In the final test we’ll use 4 luns on the same external HDD.
[oracle@oel75db12r2 luns]$ $ORACLE_HOME/bin/orion -run dss -testname test -hugenotneeded ORION: ORacle IO Numbers -- Version RDBMS_184.108.40.206.0_LINUX.X64_180103.1 test_20181220_0657 Calibration will take approximately 77 minutes. Using a large value for -cache_size may take longer. Setting ftype=0 Maximum Large MBPS=115.50 @ Small=0 and Large=56
Result is a bit lower compared with 2 luns, but almost equal to dd and hdparm results which is proof that will all utilities it is possible to get similar results.
This concludes series of blogs of how to quickly find disks/LUNs limits.
Main goal of disks speed series is to serve as starting point to get familiar with the environment that you use, as whole books have been written explaining different concepts of storage sub-system/architecture and test measurements.

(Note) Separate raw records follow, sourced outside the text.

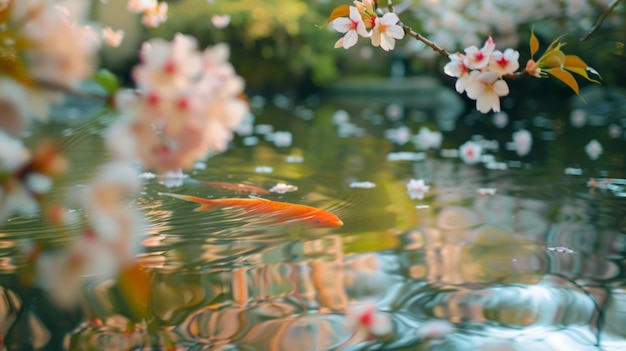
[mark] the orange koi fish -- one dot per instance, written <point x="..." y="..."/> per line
<point x="239" y="188"/>
<point x="287" y="213"/>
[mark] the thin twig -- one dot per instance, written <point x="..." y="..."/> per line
<point x="410" y="32"/>
<point x="601" y="19"/>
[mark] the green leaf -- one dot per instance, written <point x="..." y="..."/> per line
<point x="553" y="58"/>
<point x="339" y="11"/>
<point x="107" y="80"/>
<point x="575" y="64"/>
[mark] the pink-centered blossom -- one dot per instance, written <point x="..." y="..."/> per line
<point x="594" y="149"/>
<point x="167" y="67"/>
<point x="386" y="30"/>
<point x="155" y="16"/>
<point x="188" y="106"/>
<point x="486" y="88"/>
<point x="505" y="62"/>
<point x="471" y="152"/>
<point x="353" y="26"/>
<point x="458" y="68"/>
<point x="479" y="58"/>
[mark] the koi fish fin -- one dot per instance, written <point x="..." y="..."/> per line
<point x="258" y="198"/>
<point x="205" y="204"/>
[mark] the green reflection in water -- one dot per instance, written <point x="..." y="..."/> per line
<point x="538" y="260"/>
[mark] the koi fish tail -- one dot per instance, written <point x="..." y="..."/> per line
<point x="205" y="204"/>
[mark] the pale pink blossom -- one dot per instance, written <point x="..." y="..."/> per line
<point x="500" y="119"/>
<point x="220" y="21"/>
<point x="13" y="153"/>
<point x="458" y="68"/>
<point x="486" y="88"/>
<point x="140" y="6"/>
<point x="60" y="50"/>
<point x="594" y="149"/>
<point x="112" y="37"/>
<point x="352" y="26"/>
<point x="154" y="17"/>
<point x="470" y="152"/>
<point x="168" y="66"/>
<point x="386" y="30"/>
<point x="479" y="58"/>
<point x="365" y="6"/>
<point x="416" y="189"/>
<point x="14" y="106"/>
<point x="522" y="140"/>
<point x="505" y="62"/>
<point x="188" y="106"/>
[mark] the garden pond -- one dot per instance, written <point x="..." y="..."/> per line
<point x="510" y="253"/>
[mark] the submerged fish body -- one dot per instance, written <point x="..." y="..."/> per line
<point x="286" y="213"/>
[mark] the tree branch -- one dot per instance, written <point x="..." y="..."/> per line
<point x="410" y="32"/>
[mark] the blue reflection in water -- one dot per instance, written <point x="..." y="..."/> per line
<point x="525" y="255"/>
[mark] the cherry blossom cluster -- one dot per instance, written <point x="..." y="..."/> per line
<point x="480" y="72"/>
<point x="25" y="176"/>
<point x="457" y="24"/>
<point x="108" y="244"/>
<point x="187" y="104"/>
<point x="153" y="12"/>
<point x="364" y="21"/>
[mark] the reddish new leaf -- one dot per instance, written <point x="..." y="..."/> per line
<point x="577" y="65"/>
<point x="565" y="77"/>
<point x="339" y="11"/>
<point x="534" y="44"/>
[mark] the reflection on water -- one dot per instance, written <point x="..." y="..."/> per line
<point x="511" y="254"/>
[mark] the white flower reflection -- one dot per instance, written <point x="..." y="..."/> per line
<point x="416" y="188"/>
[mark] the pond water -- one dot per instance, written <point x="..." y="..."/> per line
<point x="511" y="253"/>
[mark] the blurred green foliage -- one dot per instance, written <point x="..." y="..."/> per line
<point x="281" y="44"/>
<point x="274" y="43"/>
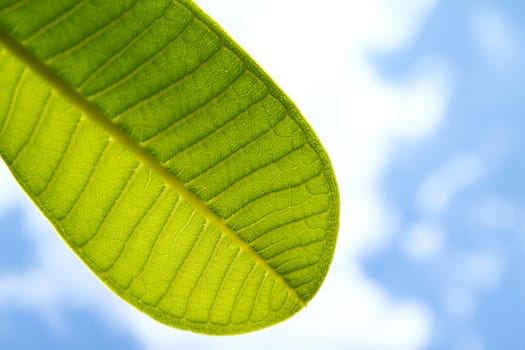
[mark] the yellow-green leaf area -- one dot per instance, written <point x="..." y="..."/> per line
<point x="168" y="161"/>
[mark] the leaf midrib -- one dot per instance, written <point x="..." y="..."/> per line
<point x="98" y="117"/>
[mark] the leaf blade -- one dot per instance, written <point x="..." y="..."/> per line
<point x="191" y="175"/>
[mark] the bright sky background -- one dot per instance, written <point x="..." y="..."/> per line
<point x="419" y="104"/>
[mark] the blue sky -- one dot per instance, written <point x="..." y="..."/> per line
<point x="419" y="103"/>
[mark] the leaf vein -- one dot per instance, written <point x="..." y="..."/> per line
<point x="90" y="37"/>
<point x="139" y="67"/>
<point x="165" y="89"/>
<point x="62" y="17"/>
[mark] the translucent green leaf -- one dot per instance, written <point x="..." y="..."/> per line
<point x="166" y="159"/>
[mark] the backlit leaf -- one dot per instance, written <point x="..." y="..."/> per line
<point x="166" y="159"/>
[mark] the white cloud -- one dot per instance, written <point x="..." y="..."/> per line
<point x="422" y="241"/>
<point x="455" y="174"/>
<point x="317" y="51"/>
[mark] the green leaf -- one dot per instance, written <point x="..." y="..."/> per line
<point x="166" y="159"/>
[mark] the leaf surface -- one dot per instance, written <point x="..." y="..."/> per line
<point x="166" y="159"/>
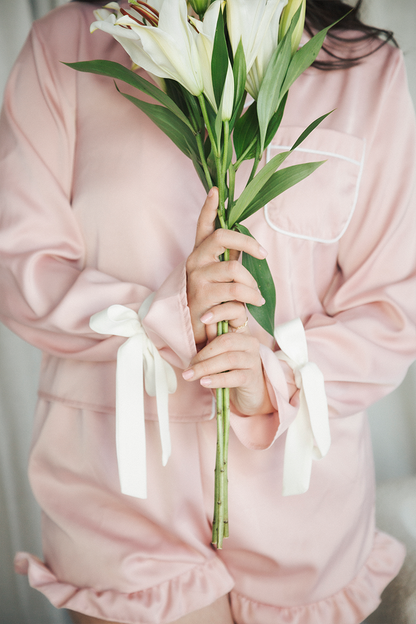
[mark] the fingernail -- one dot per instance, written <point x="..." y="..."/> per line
<point x="207" y="317"/>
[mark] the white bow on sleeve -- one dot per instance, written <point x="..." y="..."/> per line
<point x="308" y="437"/>
<point x="136" y="357"/>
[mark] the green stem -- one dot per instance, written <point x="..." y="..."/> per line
<point x="224" y="474"/>
<point x="244" y="154"/>
<point x="208" y="125"/>
<point x="203" y="159"/>
<point x="254" y="168"/>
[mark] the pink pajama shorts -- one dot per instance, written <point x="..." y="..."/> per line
<point x="309" y="559"/>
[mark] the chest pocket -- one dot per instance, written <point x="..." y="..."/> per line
<point x="320" y="207"/>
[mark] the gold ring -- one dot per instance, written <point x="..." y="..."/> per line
<point x="241" y="327"/>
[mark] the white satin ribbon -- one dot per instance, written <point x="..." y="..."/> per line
<point x="136" y="357"/>
<point x="308" y="437"/>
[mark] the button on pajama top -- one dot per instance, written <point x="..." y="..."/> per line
<point x="98" y="207"/>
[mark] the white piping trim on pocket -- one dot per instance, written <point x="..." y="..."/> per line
<point x="360" y="164"/>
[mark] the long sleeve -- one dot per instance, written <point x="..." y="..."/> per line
<point x="49" y="289"/>
<point x="355" y="292"/>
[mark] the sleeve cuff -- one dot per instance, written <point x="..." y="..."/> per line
<point x="168" y="321"/>
<point x="260" y="431"/>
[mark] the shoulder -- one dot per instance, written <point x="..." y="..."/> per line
<point x="63" y="20"/>
<point x="64" y="33"/>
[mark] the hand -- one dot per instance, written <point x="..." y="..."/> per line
<point x="217" y="291"/>
<point x="233" y="361"/>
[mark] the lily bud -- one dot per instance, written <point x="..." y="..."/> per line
<point x="286" y="18"/>
<point x="200" y="6"/>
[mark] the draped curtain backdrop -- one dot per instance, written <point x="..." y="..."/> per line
<point x="393" y="420"/>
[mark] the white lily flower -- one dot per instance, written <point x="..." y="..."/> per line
<point x="166" y="49"/>
<point x="256" y="24"/>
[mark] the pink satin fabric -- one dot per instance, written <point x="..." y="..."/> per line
<point x="98" y="207"/>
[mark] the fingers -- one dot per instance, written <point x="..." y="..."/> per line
<point x="230" y="361"/>
<point x="231" y="311"/>
<point x="206" y="221"/>
<point x="211" y="248"/>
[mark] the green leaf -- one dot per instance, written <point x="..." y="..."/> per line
<point x="270" y="91"/>
<point x="259" y="269"/>
<point x="219" y="61"/>
<point x="245" y="132"/>
<point x="305" y="56"/>
<point x="240" y="76"/>
<point x="167" y="121"/>
<point x="275" y="121"/>
<point x="278" y="183"/>
<point x="251" y="191"/>
<point x="115" y="70"/>
<point x="309" y="129"/>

I’m aware that many interesting topics are left uncovered(maybe sometime in future I can expose some of them) along with topics like how to estimate environment impact on shared enterprise storage etc.
In one of the future articles I’ll described methodology of how to gradually improve performance of Oracle database by fixing setup issues one by one.